L’un des hauts lieux de la distribution des obscénités dans la culture haïtienne se trouve, comme je l’ai dit dans la première partie de cet article, dans les bandes rara, dans les cérémonies en l’honneur de « Papa Gede », le jour de la fête des Morts, le 2 novembre, et dans une moindre mesure, au cours des trois jours de Carnaval. Ces trois événements représentent des occasions de premier ordre pour la majorité des Haïtiens de se lancer dans un tourbillon de « betiz ». Le mot « betiz » en créole haïtien, malgré sa totale parenté phonétique avec le terme français « bétise » ne recouvre pas les sens bien connus de « sottise », « bourde », « ineptie », « connerie », « niaiserie » que l’on retrouve en français hexagonal. « Betiz » en créole haïtien est l’équivalent de « obscénité » en français. Il renvoie à « gwo mo », « mo sal ». Les « betiz » pullulent dans les chansons que l’on chante dans les bandes rara. En voici quelques-unes rapportées par l’anthropologue américaine Elizabeth McAlister qui enseigne à Wesleyan University, dans son livre Rara ! Vodou, Power, and Performance in Haiti and its Diaspora.

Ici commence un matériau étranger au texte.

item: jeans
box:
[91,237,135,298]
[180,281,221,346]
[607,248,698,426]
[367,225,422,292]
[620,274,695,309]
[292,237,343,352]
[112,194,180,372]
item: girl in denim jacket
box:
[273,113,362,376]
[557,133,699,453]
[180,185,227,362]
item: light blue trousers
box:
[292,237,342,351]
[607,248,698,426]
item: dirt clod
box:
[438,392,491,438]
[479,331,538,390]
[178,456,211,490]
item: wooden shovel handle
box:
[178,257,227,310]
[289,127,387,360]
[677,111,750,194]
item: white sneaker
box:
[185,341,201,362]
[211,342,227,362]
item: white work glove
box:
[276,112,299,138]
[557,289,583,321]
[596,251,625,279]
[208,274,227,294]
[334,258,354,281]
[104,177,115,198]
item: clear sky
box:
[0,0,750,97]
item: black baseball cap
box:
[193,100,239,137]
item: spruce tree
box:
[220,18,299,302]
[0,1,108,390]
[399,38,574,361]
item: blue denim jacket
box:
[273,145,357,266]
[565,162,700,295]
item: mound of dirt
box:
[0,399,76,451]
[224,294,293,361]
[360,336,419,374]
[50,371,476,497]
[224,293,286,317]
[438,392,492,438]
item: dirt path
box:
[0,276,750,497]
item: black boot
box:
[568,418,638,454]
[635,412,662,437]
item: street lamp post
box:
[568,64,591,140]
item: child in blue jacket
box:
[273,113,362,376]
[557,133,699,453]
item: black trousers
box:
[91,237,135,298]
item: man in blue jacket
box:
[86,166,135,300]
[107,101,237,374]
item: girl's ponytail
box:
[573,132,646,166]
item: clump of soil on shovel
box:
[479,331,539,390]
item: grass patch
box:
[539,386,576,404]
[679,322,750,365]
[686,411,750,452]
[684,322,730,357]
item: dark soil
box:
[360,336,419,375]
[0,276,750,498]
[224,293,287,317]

Rale zozo foure zozo anba langèt la Sors ta bite et enfonce la sous le clito
Depi mwen wè ou la m anvi voye Quand je te vois, j’ai envie d’éjaculer
Chalè koko ou fè m pa ka voye La chaleur de ta chatte m’empêche de le faire
page 62 [ma traduction]
Si ou pa gen bèl bwa Si t’as pas une belle bite
Ou p ap gen bèl fanm T’auras pas une belle nana
Page 69 [ma traduction]
Pwèl nan bonda ou ap rele Tes poils du pubis te font hurler de plaisir
Se pa ti zozo ki fè ou ap rele Ce n’est pas une petite bite qui te fait hurler
Se gwo zozo ki fè ou ap rele C’est une grosse bite qui te fait hurler
Page 70 [ma traduction]
Dieuvè, leve sou vant mwen O [Repete] Dieuvè, lève-toi de mon ventre
Ou pa tande koko m ap rele Tu n’entends pas ma chatte qui pleure
Salòp se pa lajan m sa Méchant, tu ne m’as pas payé comme il faut
Page 71 [ma traduction]
Il ne fait aucun doute que ces actes de parole constituent des obscénités, des « gwo mo », des « mo sal » dans le contexte haïtien. Les Haïtiens de n’importe quelle classe sociale les mettront à l’index et ils seront exclus du vocabulaire courant dans la plupart des familles. Ce qui est commun à tous ces actes de parole, c’est qu’ils parlent tous du sexe. Or, en Haïti, comme dans presque toutes les sociétés occidentales, le sexe est un sujet tabou. Deux mille ans de répression morale et religieuse en Occident ont laissé des traces dans la société postcoloniale haïtienne. Pendant longtemps, les femmes occidentales étaient interdites de plaisir et, aujourd’hui encore, dans certaines cultures africaines, la domination masculine exige que l’excision du clitoris soit pratiquée sur les filles à partir d’un certain âge afin d’empêcher qu’elles puissent se procurer du plaisir sexuel. Dans la culture haïtienne où se pratique à plusieurs niveaux (religion, sexe, coutumes…) une symbiose d’éléments occidentaux et d’éléments africains, la puissance des interdits continue à sévir dans l’inconscient collectif.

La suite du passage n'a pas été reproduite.